Schulleiter Joachim Fischer steht auf der Bühne, umringt von lauter Mädchen im Dirndl, den besten Absolventen. 12,5 Prozent haben heuer eine Eins von dem Komma. „Fällt Euch was auf?“, fragt er das Publikum. Alle lachen. Kein einziger Schüler ist unter den Jahrgangsbesten dabei. Fischer fordert die Jungs auf, künftig mehr Ehrgeiz zu zeigen. 

Trotzdem ist er sehr zufrieden mit dem Gesamtergebnis: Es habe 168 Abschlussschüler gegeben, 99,4 Prozent haben bestanden, verkündete er nun bei der Abschlussfeier mit Zeugnisverleihung der Oberland-Realschule Holzkirchen. Erfreulich auch: „In diesem Jahr verzeichnen wir einen Besucherrekord“, meinte er mit Blick auf die rappelvolle Turnhalle, in der sich Schüler, Lehrer und Eltern versammelt hatten. Das zeige die Bedeutung dieses Schulabschlusses.

„Ich freue mich mit Euch“, meinte Fischer. Man habe Höhen und Tiefen durchlebt. Das besondere an diesem Jahrgang: „Euer erstes Jahr war auch mein erstes an der Realschule.“ 

Auch seine Stellvertreterin Birgid Heumann sagte ein paar Worte: „Kinder müssen die Dummheiten der Erwachsenen solange ertragen, bis sie groß genug sind, eigene zu machen.“ Jetzt sei der Moment dafür gekommen, man müsse allerdings zu seinen Taten stehen. Die Absolventen stünden vor der ersten großen Kreuzung ihres Lebens. Ihr Rat: „Wenn ihr Euren Weg gefunden habt, geht ihn weiter.“ 

Stellvertretender Landrat Klaus Thurnhuber (FWG) wünschte den Absolventen das Beste für den neuen Lebensabschnitt. Das erste verdiente Geld, das wisse er aus eigener Erfahrung, sei „ein tolles Gefühl“. Thurnhuber forderte die Schüler dazu auf, später Verantwortung in der Gesellschaft und in der Politik zu übernehmen. Holzkirchens Bürgermeister Olaf von Löwis (CSU) meinte: „Ich bin mächtig stolz auf Euch alle.“ Den großen Moment sollte man genießen: „Sie dürfen jetzt feiern.“ 

Eine witzige Rede hielt Elternbeiratsvorsitzende Martina Koll, die sich einen Hocker besorgt hatte, damit sie übers Rednerpult schauen kann, wie sie scherzend erzählte: „Ihr habt heute Eure innere Größe erreicht“, sagte sie zu den Schülern. Sie empfahl ihnen, das Leben mit Courage und einer Portion Humor zu durchschreiten. 

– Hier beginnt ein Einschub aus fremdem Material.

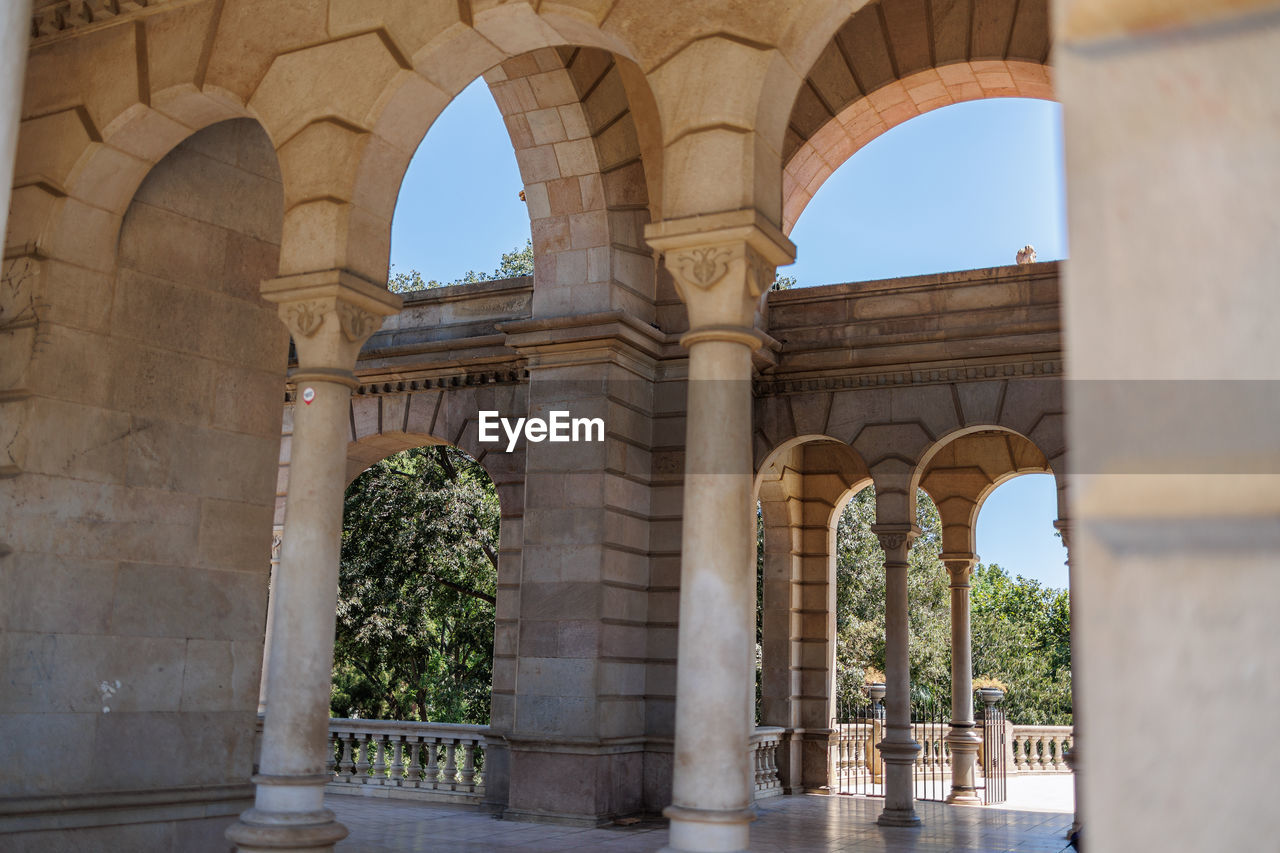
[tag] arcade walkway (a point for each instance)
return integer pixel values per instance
(786, 825)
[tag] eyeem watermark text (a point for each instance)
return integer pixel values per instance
(558, 427)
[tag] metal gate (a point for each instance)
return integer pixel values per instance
(995, 769)
(859, 725)
(856, 766)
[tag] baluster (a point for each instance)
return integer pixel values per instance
(364, 752)
(433, 770)
(1060, 752)
(415, 769)
(346, 766)
(451, 766)
(330, 763)
(380, 761)
(397, 761)
(467, 774)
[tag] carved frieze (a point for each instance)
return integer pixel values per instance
(51, 18)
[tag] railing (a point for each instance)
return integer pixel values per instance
(766, 743)
(855, 763)
(1040, 749)
(437, 761)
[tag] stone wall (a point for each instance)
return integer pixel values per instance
(136, 587)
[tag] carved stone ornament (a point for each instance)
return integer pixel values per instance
(357, 324)
(891, 541)
(306, 318)
(703, 267)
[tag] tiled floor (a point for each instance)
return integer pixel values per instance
(786, 825)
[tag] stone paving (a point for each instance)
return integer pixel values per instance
(786, 825)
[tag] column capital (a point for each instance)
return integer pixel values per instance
(1064, 528)
(330, 314)
(895, 539)
(722, 264)
(959, 565)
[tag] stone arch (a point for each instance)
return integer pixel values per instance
(584, 162)
(385, 423)
(896, 419)
(373, 95)
(801, 488)
(964, 468)
(83, 150)
(890, 62)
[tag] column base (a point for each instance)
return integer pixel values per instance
(707, 830)
(260, 831)
(963, 797)
(899, 817)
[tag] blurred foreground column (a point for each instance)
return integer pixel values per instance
(1171, 118)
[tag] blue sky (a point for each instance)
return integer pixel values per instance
(960, 187)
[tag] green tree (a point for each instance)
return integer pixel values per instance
(1020, 628)
(860, 600)
(1022, 635)
(416, 591)
(517, 261)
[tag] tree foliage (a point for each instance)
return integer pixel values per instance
(517, 261)
(416, 591)
(1020, 628)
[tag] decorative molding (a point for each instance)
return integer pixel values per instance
(68, 16)
(703, 267)
(470, 379)
(357, 324)
(768, 386)
(305, 318)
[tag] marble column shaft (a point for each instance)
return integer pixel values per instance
(899, 749)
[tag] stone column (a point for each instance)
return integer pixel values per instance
(897, 749)
(277, 541)
(722, 265)
(329, 314)
(1073, 755)
(14, 36)
(963, 738)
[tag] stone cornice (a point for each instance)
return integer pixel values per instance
(63, 18)
(908, 375)
(748, 226)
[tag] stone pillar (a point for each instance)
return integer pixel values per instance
(722, 264)
(1073, 755)
(329, 314)
(963, 738)
(277, 541)
(14, 36)
(897, 749)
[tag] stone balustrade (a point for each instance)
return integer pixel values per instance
(764, 760)
(434, 761)
(1040, 749)
(1031, 749)
(443, 761)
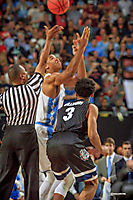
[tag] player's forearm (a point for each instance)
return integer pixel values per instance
(43, 57)
(95, 141)
(74, 63)
(45, 52)
(81, 69)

„Es wird Euch nun in ganz verschiedene Richtungen verschlagen“, sagte Fischer abschließend. Stimmt. Schülersprecher Valentin Illichmann etwa gönnt sich erstmal eine Pause. „Ich gehe nach Neuseeland zum Surfen“, so der 17-Jährige. Sein Kollege Markus Sigl (17) geht aufs Gymnasium. Valentin verglich den Schulweg von der fünften bis zur zehnten Klasse mit einer Bergwanderung. Auf der Route warten Hindernisse, verschiedene Abzweigungen oder gar Stürze, wenn man eine Klasse wiederholen muss. Der Gipfel ist wohl der Schulabschluss. Und den haben die Absolventen jetzt in der Tasche.